Published: 31 July 2018

640px-Im lovin it 10-07-08 2936777806McDonald's monopoly game pieces

By Lydia Osborne

In a scheme dating back to the 1990s, an ex-cop and his organized network of drug traffickers, strip club owners, and psychics rigged the McDonald’s Monopoly game to win almost every prize for 12 years, stealing over US$ 20 million.

A wild, in-depth story published by the Daily Beast over the weekend by crime reporter Jeff Maysh has unearthed the full account and reignited interest in the scandal more than a decade after its main player, Jerry Jacobsen, was released from prison. 

Launched in 1987, McDonald’s Monopoly game is one of the franchise’s longest-running and most popular marketing promotions. Customers collect Monopoly game pieces attached to McDonalds packaging and by completing properties or finding instant wins, players are rewarded with prizes that range from a free Filet-o-Fish to US$1 million.  

Jacobsen, a former police officer, was head of security for the company responsible for running the promotion, Simon Marketing. He oversaw the production of the game pieces and was entrusted with transporting them from the printing plant to the packaging factories.

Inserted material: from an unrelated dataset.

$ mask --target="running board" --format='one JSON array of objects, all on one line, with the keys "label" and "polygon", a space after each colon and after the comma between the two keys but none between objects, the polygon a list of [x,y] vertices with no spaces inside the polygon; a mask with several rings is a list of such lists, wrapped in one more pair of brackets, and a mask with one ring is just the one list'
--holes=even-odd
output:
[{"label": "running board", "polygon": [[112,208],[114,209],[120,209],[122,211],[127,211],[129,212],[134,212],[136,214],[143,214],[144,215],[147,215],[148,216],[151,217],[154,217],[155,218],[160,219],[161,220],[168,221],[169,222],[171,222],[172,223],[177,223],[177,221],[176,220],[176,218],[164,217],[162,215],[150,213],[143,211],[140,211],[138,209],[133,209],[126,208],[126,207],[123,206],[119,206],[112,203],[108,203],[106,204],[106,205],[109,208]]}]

According to the report, he was initially obsessed with loss prevention.

“He inspected workers’ shoes to check they weren’t stealing McDonald’s game pieces,” the Daily Beast quotes a former colleague as saying. “I couldn’t even go to the bathroom without someone going with me.”

In 1989, though, Jacobsen stole his first sticker worth $25,000 and gave it to his brother-in-law at a family gathering in Miami.

Six years later, the scheme spiraled into a sprawling operation in which Jacobsen would provide people, often recruited through friends and family, with winning pieces in exchange for a cut of the cash.

After a chance meeting at an airport in 1995, Jacobsen partnered with Gennaro Colombo of the Colombo crime family in New York to industrialize his McDonalds Monopoly scam. In total, Jacobsen and his network stole over $24 million in falsely claimed winnings. 

In 2000, however, an anonymous tip to the FBI sparked a year-long investigation that culminated in a sting on one of Jacobsen’s phony winners. In total, 52 members of the conspiracy were convicted of mail fraud and conspiracy. 

Jacobsen was sentenced to three years in prison and forced to pay back $12.5 million in restitution. According to the Daily Beast, he is currently living a quiet life in Georgia.